Wojciech Mann od dekad obecny jest w polskiej kulturze jako dziennikarz, prezenter, autor audycji radiowych i telewizyjnych. Jego charakterystyczny głos, poczucie humoru i dystans do świata uczyniły go jedną z najbardziej rozpoznawalnych postaci w mediach. Choć od kilku lat rzadziej pojawia się publicznie, jego obecność wciąż budzi emocje.

Kilka miesięcy temu można go było zobaczyć w jednym z warszawskich teatrów, gdzie wspierał Piotra Bukartyka podczas jubileuszu pracy artystycznej. Wcześniej, dwa lata temu, media obiegły zdjęcia Manna z balkonikiem, co wywołało falę zaniepokojenia wśród fanów. Dziennikarz wyjaśnił, że korzystał z niego zgodnie z zaleceniami lekarzy, ale zapewnił, że "czuje się dobrze".

Wojciech Mann w szczerym wyznaniu o śmierci

Wojciech Mann był ostatnio gościem programu "Prześwietlenie" Janusza Schwertnera. W wywiadzie otwarcie mówił o tym, że od jakiegoś czasu temat śmierci towarzyszy mu na co dzień.

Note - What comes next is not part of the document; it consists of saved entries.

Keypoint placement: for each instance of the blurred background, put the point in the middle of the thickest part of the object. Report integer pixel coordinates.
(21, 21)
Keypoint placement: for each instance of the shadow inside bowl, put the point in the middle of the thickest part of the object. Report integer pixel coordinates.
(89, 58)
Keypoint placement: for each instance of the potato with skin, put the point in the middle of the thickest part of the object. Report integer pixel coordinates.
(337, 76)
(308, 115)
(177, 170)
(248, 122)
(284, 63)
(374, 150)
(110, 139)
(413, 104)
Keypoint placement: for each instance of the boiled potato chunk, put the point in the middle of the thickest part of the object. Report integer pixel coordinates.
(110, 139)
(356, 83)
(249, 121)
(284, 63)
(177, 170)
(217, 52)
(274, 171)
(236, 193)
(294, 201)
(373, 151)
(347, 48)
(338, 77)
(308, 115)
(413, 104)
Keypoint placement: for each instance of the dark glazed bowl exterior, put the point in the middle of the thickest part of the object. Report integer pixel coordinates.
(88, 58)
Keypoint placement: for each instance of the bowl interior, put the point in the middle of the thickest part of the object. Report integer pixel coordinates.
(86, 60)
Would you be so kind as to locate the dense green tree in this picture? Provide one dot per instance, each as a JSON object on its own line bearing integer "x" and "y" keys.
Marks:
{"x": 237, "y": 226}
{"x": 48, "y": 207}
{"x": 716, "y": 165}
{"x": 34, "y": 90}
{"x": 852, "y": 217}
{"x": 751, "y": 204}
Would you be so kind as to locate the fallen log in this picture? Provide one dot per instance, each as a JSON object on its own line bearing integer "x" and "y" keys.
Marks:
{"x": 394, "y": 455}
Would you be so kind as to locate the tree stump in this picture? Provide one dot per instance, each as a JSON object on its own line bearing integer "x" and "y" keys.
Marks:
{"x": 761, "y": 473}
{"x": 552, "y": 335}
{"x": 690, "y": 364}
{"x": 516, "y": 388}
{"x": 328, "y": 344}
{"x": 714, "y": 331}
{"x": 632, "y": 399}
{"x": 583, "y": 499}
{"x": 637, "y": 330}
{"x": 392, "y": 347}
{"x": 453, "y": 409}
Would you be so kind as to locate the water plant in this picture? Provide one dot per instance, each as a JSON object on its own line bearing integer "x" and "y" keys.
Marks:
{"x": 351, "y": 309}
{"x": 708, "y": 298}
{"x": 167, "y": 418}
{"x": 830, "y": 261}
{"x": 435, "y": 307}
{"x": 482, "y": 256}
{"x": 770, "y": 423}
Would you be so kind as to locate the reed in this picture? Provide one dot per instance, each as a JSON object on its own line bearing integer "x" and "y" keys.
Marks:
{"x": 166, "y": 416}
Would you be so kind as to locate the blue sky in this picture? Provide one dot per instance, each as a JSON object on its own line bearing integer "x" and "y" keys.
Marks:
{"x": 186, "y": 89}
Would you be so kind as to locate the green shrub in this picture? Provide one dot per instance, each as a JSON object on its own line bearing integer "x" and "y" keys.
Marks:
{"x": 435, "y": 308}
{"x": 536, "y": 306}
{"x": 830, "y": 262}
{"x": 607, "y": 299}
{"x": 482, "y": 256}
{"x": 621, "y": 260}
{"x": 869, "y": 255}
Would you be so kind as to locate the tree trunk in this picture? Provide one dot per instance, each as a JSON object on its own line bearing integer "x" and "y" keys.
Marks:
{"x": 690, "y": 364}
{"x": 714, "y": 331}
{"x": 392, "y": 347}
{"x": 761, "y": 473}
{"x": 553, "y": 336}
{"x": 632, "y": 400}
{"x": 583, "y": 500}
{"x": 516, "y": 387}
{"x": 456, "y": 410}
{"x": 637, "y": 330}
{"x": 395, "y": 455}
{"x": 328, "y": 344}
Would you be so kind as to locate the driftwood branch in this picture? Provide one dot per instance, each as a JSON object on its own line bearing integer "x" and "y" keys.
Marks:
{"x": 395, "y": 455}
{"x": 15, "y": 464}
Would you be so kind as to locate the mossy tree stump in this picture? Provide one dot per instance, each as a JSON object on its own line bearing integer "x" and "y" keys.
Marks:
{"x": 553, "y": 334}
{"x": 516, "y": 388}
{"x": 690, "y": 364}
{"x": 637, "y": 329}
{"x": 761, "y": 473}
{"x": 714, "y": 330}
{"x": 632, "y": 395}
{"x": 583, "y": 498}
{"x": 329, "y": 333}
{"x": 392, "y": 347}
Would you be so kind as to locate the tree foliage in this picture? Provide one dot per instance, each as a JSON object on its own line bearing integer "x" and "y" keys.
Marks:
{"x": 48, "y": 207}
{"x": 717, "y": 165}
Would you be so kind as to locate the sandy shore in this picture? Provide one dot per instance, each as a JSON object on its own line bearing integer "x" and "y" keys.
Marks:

- Często myślę. Śmierć mnie otacza, bo umierają ciągle jacyś ludzie, których znałem. I z branży, i spoza branży, i młodsi ode mnie. To istnieje cały czas wokół mnie, ta świadomość, ale próbuję nie popaść w stan wegetacyjno-oczekujący na zgon. Między innymi dlatego tu przyszedłem i zrobię zaraz jakąś audycję, a potem może się z kimś trochę pokłócę, żeby, tak długo, jak mogę, działało. W głowie i wszędzie — wyznał dziennikarz.

Wojciech Mann nie stroni od żartów i ironii, ale w rozmowie z Janusza Schwertnera nie zabrakło też momentów pełnych powagi. Dziennikarz przyznał, że najbardziej przeraża go perspektywa świadomego dogorywania.

- Ja się boję takiej świadomości, że to za chwilę nastąpi. Chciałbym dokonać tego jakoś tak nieświadomie, może przez sen. Najstraszniejsze jest dogorywanie w szpitalu. To jest psychicznie, niestety, nie bardzo przyjemne — dodał.